Büyük Bahçedeki Etkinlikler


Bahsi geçmişken: Büyük Bahçe çeşitli etkinlik mekanlarına ev sahipliği yapmaktadır. Yaz aylarında Junge Garde büyük konserler için popüler bir mekandır; Nick Cave, Lenny Kravitz ve Limp Bizkit gibi efsaneler açık hava sahnesinde sahne aldı. Park Tiyatrosu biraz daha sakin. Burada daha küçük konserler ve etkinlikler yapılıyor ve 470 kişilik yer var.

Ayrıca park demiryolu ile Büyük Bahçe'yi keşfedip ayaklarınızı koruyabilir, Carola Gölü'nde tekne turu yapabilir veya yine burada bulunan Dresden Hayvanat Bahçesi'ni ziyaret edebilirsiniz. Lingnerallee'de şehrin bir başka özel müzesi daha sizi bekliyor: Hijyen Müzesi.

Uç: Yazın Dresden'deyseniz Brühl's Terrace'ın karşısındaki Elbe çayırlarına uğramalısınız. Elbe kıyısındaki film geceleri 27 Haziran'dan 1 Eylül'e kadar burada gerçekleşiyor. Çeşitli konserlerin yanı sıra, Dresden'in eski kentinin eşsiz fonunda neredeyse her gün filmler gösteriliyor.

Özel bir müze


Eski şehirde eski ve yeni ustalarla tanışırken burada işler biraz daha bilimsel ve interaktif bir hal alıyor. Alman Hijyen Müzesi kendisini bilim, kültür ve toplum için halka açık bir forum olarak görüyor ve her zaman heyecan verici sergiler sunuyor. Kalıcı sergi “İnsanın Macerası”na ek olarak şu anda “Dağlar Hakkında Konuşalım” da var. Kuzey Kore'nin Sinematik Görüntüleri” ve “VEB Müzesi: Doğu Almanya'daki Alman Hijyen Müzesi” Mart ayında açılacak.

Dresden'de 72 saat: Günlerinizi bu şekilde planlayabilirsiniz


Dresden kesinlikle şehir yürüyüşünü birkaç güne yaymaya değer.
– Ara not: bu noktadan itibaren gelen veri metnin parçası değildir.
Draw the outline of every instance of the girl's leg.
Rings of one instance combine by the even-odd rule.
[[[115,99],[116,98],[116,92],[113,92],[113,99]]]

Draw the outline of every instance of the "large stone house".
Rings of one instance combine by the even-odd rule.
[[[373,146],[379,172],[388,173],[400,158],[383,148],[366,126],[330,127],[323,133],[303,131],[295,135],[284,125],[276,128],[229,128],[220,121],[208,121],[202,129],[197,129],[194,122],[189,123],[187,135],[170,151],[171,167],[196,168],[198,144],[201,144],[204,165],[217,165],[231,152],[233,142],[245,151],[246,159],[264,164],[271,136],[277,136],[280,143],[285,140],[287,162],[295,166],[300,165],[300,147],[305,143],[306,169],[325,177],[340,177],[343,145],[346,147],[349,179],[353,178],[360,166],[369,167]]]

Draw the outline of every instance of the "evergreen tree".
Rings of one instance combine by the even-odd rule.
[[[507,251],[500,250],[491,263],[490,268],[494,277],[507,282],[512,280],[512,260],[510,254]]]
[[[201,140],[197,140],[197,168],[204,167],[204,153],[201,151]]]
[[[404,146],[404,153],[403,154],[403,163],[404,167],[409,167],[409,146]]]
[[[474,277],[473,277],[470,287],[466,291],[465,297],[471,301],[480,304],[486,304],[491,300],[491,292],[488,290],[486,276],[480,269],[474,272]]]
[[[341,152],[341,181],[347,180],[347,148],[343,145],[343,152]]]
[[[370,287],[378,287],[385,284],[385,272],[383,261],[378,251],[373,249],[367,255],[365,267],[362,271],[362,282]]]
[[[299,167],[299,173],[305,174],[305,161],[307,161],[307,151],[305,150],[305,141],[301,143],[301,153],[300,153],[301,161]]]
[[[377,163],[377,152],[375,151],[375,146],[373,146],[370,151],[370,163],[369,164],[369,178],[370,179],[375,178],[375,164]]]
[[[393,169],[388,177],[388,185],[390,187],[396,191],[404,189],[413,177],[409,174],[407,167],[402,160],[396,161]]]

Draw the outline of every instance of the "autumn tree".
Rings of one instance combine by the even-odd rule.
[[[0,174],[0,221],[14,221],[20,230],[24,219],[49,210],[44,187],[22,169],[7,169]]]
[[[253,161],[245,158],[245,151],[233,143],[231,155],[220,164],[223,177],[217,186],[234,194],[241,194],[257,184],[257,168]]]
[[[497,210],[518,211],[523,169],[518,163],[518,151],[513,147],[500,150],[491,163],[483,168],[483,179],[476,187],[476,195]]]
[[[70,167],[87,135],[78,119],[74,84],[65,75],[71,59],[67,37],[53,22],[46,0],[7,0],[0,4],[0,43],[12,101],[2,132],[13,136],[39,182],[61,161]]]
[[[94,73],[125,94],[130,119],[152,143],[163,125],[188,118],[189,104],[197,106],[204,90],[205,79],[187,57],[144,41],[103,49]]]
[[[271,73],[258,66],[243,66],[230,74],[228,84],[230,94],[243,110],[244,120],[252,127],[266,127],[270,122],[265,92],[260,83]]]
Bu sayede Elbe'deki barok şehri daha iyi tanırsınız ve aynı zamanda şehirdeki daha az bilinen birkaç yeri keşfetmeye zamanınız olur. Dresden'deki üç günlük planınız böyle görünebilir.

1.gün

2. gün


  • Oswaldz'dan bir kahve eşliğinde Dresden Neustadt'ta yürüyün
  • Elbe çayırları boyunca üç kaleye kadar yürüyün
  • Raskolnikoff'ta akşam yemeği
3 gün

  • Bir Sakson vapur gemisiyle Elbe'den Pillnitz'e doğru yelken açın
  • Pillnitz'deki saray kompleksini ziyaret edin, Palmenhaus'ta öğle yemeği yiyin
  • Tekne veya tramvayla dönün ve öğleden sonrayı Büyük Bahçe'de geçirin
Daha fazla ilham mı arıyorsunuz? Reisereporter'da tüm popüler seyahat destinasyonlarına ilişkin ipuçları bulabilirsiniz.